O presidente iraniano Masoud Pezeshkian também condicionou qualquer retomada de negociações entre as partes à suspensão prévia do cerco americano em curso.
“Nunca nos curvaremos diante do inimigo”, disse ele na postagem na rede X.
Na última segunda-feira (11), Trump classificou a resposta iraniana de “lixo”. “Eu chamaria de o mais fraco agora, depois de ler aquele pedaço de lixo que nos enviaram – eu nem terminei de ler”, disse o presidente.
O primeiro-ministro de Israel, Benjamin Netanyahu, afirmou não acreditar que a guerra no Oriente Médio esteja perto do fim. A declaração foi feita em entrevista ao programa 60 minutosda emissora americana CBSexibido no último fim de semana.
Questionado sobre o que poderia acontecer caso as negociações em andamento fracassassem, Netanyahu disse que Israel e Estados Unidos mantêm a opção militar sobre a mesa.
“Se não for possível pelo caminho das negociações, Israel e os EUA concordam que podemos voltar a agir militarmente contra eles”, afirmou.
Em 4 de maio, os EUA lançaram a “Operação Projeto Liberdade”, missão para usar ativos militares americanos para escoltar embarcações comerciais pelo Estreito de Ormuz. Menos de 24 horas depois, Trump suspendeu a operação. O presidente afirmou que as negociações com o Irã estavam avançando bem e que a suspensão da operação naval fortaleceria o processo diplomático. A pausa na operação foi interpretada por analistas como um sinal de que EUA e Irã tentavam recuperar alguma iniciativa diplomática após as negociações terem travado.
O presidente Trump disse nesta quinta-feira (14) que o ditador da China, Xi Jinping, manifestou interesse em ajudar os EUA a encerrar o conflito em curso. Trump está em Pequim em cúpula com Xi sobre as relações EUA-China.
Segundo Trump, em entrevista à Notícias da raposaXi se comprometeu a não enviar equipamentos militares ao Irã, em meio à pressão americana para conter o regime islâmico e reabrir o Estreito de Ormuz. O líder chinês, porém, afirmou que Pequim deseja continuar comprando petróleo iraniano.

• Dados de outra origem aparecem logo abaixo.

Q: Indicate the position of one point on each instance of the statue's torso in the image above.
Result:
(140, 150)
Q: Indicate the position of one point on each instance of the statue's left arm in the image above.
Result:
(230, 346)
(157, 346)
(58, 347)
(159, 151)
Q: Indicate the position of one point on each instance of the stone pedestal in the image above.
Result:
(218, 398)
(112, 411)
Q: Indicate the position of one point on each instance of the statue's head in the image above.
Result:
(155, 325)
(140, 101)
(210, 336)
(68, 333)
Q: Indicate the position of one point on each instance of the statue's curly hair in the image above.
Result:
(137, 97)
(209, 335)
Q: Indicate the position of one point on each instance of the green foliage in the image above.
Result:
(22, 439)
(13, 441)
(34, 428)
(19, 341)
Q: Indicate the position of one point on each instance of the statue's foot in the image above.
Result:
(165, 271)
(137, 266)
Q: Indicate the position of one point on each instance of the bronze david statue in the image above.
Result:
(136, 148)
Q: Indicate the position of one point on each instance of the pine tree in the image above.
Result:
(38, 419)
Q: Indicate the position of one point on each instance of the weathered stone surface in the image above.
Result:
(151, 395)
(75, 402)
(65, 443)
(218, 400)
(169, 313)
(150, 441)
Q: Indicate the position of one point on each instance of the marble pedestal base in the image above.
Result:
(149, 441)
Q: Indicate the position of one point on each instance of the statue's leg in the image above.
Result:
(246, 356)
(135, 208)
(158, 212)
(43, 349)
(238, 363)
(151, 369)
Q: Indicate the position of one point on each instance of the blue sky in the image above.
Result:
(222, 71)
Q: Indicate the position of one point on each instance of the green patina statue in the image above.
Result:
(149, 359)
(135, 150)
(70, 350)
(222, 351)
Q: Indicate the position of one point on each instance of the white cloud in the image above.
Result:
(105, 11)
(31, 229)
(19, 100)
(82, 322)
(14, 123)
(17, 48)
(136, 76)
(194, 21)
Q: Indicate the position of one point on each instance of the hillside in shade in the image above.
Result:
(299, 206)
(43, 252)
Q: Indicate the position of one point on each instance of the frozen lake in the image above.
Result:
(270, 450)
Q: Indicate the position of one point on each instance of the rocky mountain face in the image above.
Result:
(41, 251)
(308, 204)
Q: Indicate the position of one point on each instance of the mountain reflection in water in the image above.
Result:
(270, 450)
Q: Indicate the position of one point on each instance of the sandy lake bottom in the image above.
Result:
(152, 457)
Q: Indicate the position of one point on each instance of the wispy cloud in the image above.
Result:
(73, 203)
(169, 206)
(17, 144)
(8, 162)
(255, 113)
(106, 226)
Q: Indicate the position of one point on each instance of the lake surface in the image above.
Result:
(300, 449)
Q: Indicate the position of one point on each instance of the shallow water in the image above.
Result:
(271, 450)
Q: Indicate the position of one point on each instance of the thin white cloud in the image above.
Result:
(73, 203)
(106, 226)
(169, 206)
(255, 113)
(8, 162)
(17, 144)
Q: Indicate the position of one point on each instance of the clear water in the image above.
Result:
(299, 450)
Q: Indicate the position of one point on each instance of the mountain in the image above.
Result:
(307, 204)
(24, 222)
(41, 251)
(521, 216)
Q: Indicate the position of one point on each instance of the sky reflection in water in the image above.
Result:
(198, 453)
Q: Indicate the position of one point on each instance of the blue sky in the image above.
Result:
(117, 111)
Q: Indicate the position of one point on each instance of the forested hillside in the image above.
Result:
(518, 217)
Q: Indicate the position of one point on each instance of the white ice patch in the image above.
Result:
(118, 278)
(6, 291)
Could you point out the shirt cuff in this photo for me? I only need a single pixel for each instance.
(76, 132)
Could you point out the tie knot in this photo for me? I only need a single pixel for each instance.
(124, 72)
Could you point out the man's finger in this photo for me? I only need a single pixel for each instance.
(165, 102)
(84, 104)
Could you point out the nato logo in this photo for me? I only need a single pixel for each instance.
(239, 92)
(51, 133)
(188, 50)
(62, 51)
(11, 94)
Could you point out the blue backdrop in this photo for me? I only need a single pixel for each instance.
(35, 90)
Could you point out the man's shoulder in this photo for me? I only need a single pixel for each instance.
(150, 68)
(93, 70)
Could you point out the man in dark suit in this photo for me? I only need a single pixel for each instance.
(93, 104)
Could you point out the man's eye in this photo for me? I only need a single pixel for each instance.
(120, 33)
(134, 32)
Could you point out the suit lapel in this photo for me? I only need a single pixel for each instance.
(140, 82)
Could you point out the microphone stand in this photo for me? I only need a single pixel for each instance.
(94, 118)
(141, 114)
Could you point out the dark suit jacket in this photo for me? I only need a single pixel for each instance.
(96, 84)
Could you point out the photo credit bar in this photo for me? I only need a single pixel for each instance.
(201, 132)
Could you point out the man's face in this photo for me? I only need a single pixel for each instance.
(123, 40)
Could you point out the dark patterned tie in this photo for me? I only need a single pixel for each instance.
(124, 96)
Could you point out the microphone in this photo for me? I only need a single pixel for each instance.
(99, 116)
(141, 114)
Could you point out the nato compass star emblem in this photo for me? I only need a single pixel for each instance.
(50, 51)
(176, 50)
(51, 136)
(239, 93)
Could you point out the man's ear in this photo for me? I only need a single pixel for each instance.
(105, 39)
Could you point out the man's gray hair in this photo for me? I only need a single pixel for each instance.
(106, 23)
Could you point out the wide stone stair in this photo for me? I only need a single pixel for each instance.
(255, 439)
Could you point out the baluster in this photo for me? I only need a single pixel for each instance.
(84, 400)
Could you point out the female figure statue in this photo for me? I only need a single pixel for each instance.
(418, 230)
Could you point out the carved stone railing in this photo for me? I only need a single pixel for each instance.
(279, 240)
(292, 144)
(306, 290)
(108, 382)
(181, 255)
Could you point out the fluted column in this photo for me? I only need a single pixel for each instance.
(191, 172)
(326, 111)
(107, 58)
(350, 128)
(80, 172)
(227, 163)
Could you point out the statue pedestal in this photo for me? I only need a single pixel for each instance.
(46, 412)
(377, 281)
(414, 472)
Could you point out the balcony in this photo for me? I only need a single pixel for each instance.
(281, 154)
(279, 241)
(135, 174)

“Ele disse que não vai fornecer equipamentos militares [ao Irã]. Isso é uma declaração importante”, afirmou Trump. “Ao mesmo tempo, ele disse que compra muito petróleo de lá e gostaria de continuar fazendo isso”, acrescentou o presidente americano.
Trump também disse que Xi declarou interesse na reabertura do Estreito de Ormuz e manifestou frustração com relatos de que o Irã estaria cobrando pedágio para permitir a passagem de embarques pela região.